As pretty as Flyover is, Apple would be wise to keep quiet about Maps until it's improved

It's possible Maps would also be a stand-alone app, but the report only mentions it as a framework for developers. If it makes it into the final version of 10.9, devs will have the option of embedding maps into their Mac App Store apps. Whether they'll want to, after the Maps backlash, is another question.

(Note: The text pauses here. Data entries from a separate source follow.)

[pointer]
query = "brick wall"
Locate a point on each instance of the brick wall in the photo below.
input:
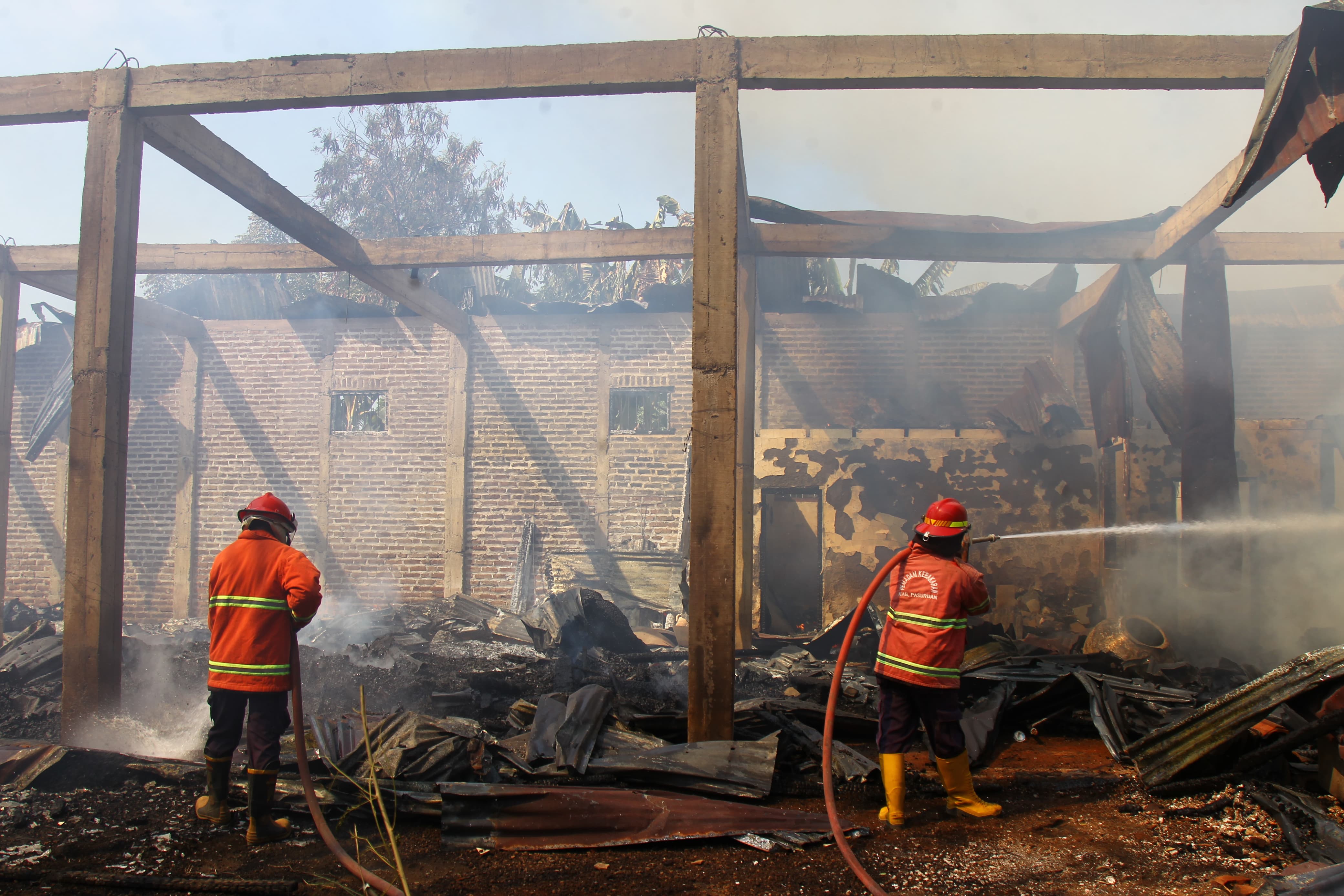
(1288, 373)
(152, 461)
(843, 370)
(647, 473)
(373, 506)
(377, 530)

As for Siri, it would supposedly look much like it does on the iPad. Expect a small window at the bottom of the screen. The voice assistant would be less useful on a PC than on a smartphone or tablet, but it could come in handy for setting reminders or checking the weather. Voice dictation is already available on Macs, as it shipped with Mountain Lion.

Playing the long game

Despite early criticism, Tim Cook is playing the long game against Google (Digitally altered from original Shutterstock image)

So why bake two heavily-criticized features into OS X? Both are key to Apple's future: they're ammo in the war against Google. Maps has been a PR disaster, but if Apple wants to separate itself from all Google services, creating it was a necessary step.

Siri represents another front against Google: search. It's primitive now, but Siri could eventually be iPhone owners' primary way of retrieving information.

If Apple repeats last year's schedule, OS X 10.9 will enter public beta in February, and release in late July. Little else is known about the update, but we'll likely hear more within the next few months.